Since then, it has been my go-to framework for rapid prototyping of websites. It's was a no-brainer. I could deliver them fast and iterate very quickly. The whole process was enjoyable, unlike with tools I've used before (like ASP.NET, for example). It was like living in the future.
Scaling Rails beyond prototypes
While Ruby on Rails was absolutely unbeatable at starting new projects quickly off the ground, it didn't take too long until I realized that the story was different when you had a larger scale codebase with a big team of developers working on it. If you've ever worked in a codebase like that you'll know what I'm talking about. The truth is, it's not easy to grow a Rails app beyond a prototype. Quite the opposite, it's a real challenge. Soon you'd realize that too much "magic" was actually a problem and that compilers and strong typing doesn't sound that bad anymore. I faced that problem firsthand in several companies and saw the struggle was real.
My view on the problem was fairly "simple": "if only we had a type-safe alternative to Rails, with a bit less magic, that'd be sweet". Unfortunately, I've never found an answer to that.

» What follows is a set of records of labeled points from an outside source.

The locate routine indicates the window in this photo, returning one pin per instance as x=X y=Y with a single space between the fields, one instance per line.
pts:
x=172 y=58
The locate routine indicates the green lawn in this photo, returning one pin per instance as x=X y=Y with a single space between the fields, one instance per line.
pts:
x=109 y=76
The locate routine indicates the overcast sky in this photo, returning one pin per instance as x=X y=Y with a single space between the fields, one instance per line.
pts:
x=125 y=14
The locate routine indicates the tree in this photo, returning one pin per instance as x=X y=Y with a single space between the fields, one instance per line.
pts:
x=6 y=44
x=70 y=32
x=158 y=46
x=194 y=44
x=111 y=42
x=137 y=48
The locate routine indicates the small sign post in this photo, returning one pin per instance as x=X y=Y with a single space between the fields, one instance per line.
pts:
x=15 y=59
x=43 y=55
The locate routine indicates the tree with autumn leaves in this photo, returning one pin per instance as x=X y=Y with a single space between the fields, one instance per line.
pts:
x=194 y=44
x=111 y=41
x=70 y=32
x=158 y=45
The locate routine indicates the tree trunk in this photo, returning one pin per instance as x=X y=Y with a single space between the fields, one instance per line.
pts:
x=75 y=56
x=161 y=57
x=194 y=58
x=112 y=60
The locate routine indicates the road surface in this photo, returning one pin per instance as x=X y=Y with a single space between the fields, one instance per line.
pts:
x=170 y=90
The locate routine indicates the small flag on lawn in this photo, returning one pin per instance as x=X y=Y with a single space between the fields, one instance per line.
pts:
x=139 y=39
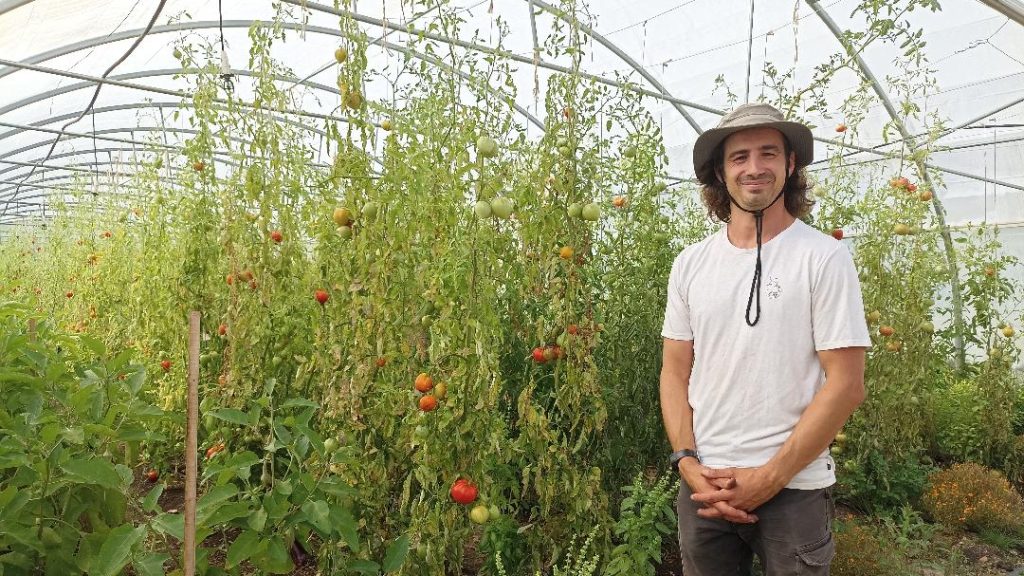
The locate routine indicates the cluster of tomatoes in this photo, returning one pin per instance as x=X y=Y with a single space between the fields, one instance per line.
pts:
x=465 y=493
x=548 y=354
x=431 y=393
x=214 y=450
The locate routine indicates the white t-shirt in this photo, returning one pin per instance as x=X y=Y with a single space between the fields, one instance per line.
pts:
x=751 y=384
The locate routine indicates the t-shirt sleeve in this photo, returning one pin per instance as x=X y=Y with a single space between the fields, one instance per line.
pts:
x=677 y=312
x=838 y=307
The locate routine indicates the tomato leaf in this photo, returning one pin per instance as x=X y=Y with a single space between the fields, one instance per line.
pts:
x=244 y=547
x=116 y=551
x=395 y=554
x=231 y=415
x=92 y=470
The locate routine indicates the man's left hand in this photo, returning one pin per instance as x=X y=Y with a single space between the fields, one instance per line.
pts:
x=753 y=488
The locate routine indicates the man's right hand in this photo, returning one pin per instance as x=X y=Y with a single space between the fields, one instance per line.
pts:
x=690 y=470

The first time I tried Kotlin, I felt that same joy of programming that once sparked when I first tried Ruby. I was highly productive once again, but this time I had much more confidence on the code I was writing.
Kotlin grew very quickly in popularity in the Android ecossystem. There was this big need for a language more enjoyable (and less verbose) to work with than Java. I was immediately very bullish on it, but not just for Android. For any kind of application! Soon I started playing with it to build command line apps, games, webapps and even console emulators! I had a lot of fun doing so, however Rails was still unbeatable for web development since no equivalent alternative seemed to exist in the JVM ecossystem.

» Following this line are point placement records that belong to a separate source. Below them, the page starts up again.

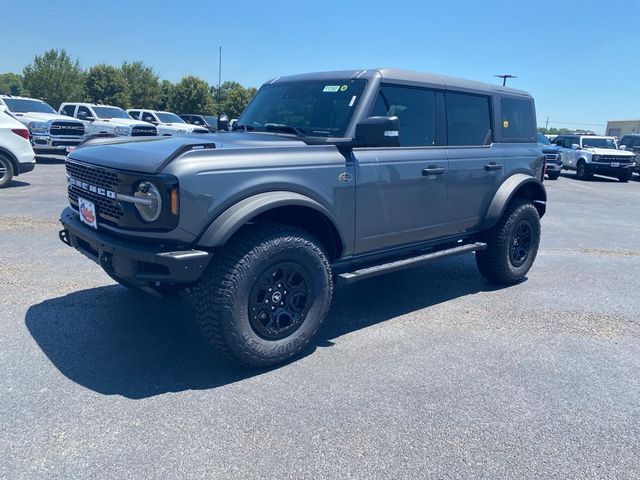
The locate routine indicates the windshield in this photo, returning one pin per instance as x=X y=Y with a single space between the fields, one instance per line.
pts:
x=599 y=142
x=21 y=105
x=110 y=112
x=169 y=118
x=319 y=108
x=543 y=139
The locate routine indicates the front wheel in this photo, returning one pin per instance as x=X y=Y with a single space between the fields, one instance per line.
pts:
x=512 y=244
x=6 y=171
x=265 y=295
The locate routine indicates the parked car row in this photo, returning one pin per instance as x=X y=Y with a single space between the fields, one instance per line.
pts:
x=52 y=132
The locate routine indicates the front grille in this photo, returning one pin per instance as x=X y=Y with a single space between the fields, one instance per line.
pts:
x=143 y=131
x=74 y=129
x=107 y=208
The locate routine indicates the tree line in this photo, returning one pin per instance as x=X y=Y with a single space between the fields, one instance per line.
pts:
x=56 y=78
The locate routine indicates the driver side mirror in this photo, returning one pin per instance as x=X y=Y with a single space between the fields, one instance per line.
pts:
x=378 y=132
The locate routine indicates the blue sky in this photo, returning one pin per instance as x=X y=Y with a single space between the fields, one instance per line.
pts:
x=580 y=60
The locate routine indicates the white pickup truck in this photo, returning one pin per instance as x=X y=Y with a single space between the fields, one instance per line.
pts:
x=107 y=119
x=50 y=132
x=167 y=123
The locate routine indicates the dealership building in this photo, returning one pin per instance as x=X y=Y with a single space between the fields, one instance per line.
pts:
x=617 y=128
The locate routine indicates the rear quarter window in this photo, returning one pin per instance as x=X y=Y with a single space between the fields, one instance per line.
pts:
x=518 y=122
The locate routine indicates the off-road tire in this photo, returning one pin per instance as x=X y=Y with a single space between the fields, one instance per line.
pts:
x=223 y=296
x=581 y=171
x=625 y=177
x=6 y=171
x=495 y=263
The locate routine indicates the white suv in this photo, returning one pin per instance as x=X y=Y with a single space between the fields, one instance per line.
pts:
x=107 y=119
x=16 y=154
x=167 y=123
x=51 y=133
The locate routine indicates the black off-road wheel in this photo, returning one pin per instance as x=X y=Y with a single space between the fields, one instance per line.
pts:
x=265 y=295
x=6 y=171
x=512 y=244
x=581 y=171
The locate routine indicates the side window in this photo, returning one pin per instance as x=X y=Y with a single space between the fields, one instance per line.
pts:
x=415 y=109
x=517 y=119
x=468 y=119
x=68 y=110
x=83 y=112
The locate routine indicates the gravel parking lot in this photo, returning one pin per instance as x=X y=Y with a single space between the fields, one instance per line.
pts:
x=430 y=372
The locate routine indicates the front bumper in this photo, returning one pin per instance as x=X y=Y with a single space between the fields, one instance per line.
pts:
x=139 y=264
x=56 y=145
x=607 y=169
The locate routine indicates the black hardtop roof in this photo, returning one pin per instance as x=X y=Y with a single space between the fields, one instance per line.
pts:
x=404 y=76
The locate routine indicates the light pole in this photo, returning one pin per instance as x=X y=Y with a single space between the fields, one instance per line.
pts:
x=504 y=78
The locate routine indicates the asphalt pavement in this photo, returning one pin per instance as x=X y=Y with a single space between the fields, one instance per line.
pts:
x=426 y=373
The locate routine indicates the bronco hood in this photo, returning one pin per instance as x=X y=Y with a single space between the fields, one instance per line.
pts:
x=152 y=154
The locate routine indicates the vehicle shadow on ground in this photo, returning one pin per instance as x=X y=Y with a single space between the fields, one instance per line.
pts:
x=114 y=341
x=16 y=184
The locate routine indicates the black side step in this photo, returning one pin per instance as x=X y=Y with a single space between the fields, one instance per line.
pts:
x=351 y=277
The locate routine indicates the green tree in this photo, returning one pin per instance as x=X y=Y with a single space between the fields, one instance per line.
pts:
x=11 y=84
x=166 y=95
x=107 y=84
x=144 y=85
x=54 y=78
x=233 y=98
x=191 y=95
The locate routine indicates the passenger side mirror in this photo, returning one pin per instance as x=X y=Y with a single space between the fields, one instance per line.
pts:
x=378 y=132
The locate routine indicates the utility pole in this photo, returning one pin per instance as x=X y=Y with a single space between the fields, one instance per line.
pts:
x=219 y=83
x=504 y=77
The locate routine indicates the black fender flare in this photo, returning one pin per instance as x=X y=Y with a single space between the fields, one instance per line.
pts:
x=519 y=184
x=14 y=161
x=234 y=217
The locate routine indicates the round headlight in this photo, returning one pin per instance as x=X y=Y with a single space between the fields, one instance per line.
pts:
x=151 y=206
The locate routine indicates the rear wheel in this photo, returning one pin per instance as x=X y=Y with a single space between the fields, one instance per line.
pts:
x=512 y=244
x=265 y=296
x=6 y=171
x=581 y=171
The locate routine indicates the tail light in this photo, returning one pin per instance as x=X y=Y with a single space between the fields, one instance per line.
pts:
x=23 y=132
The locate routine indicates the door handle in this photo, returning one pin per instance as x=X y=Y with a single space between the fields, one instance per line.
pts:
x=492 y=166
x=433 y=171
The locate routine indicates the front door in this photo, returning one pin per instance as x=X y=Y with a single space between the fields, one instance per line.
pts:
x=401 y=194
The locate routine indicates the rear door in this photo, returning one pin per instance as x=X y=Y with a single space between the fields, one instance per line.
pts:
x=476 y=168
x=401 y=194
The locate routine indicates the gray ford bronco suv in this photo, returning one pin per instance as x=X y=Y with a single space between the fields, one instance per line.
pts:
x=328 y=178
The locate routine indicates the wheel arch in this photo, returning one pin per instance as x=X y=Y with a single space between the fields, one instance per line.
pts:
x=288 y=208
x=12 y=158
x=516 y=186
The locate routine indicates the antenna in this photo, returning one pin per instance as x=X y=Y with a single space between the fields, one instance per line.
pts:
x=504 y=78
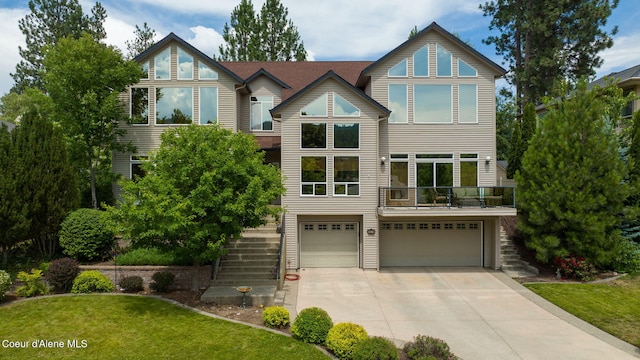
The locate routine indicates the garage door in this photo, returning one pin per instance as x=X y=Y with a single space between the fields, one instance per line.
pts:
x=431 y=244
x=329 y=244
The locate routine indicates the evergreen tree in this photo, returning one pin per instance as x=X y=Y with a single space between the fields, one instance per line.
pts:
x=143 y=41
x=47 y=181
x=570 y=186
x=268 y=36
x=546 y=42
x=47 y=23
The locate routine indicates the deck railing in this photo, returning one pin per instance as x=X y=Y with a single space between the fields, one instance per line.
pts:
x=448 y=196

Kales is an attempt the bring some of the most useful patterns, conventions and features implemented by the Ruby on Rails web framework to the Java/JVM/Kotlin world. I'd love for it to be seen not as a copy, but as a tribute. It is said that "imitation is the sincerest form of flattery" and I wholeheartedly agree.
This work would not be possible without the amazing work of the (literally) thousands of Rails contributors that helped shape the API and conventions behind that tool over the past 10+ years.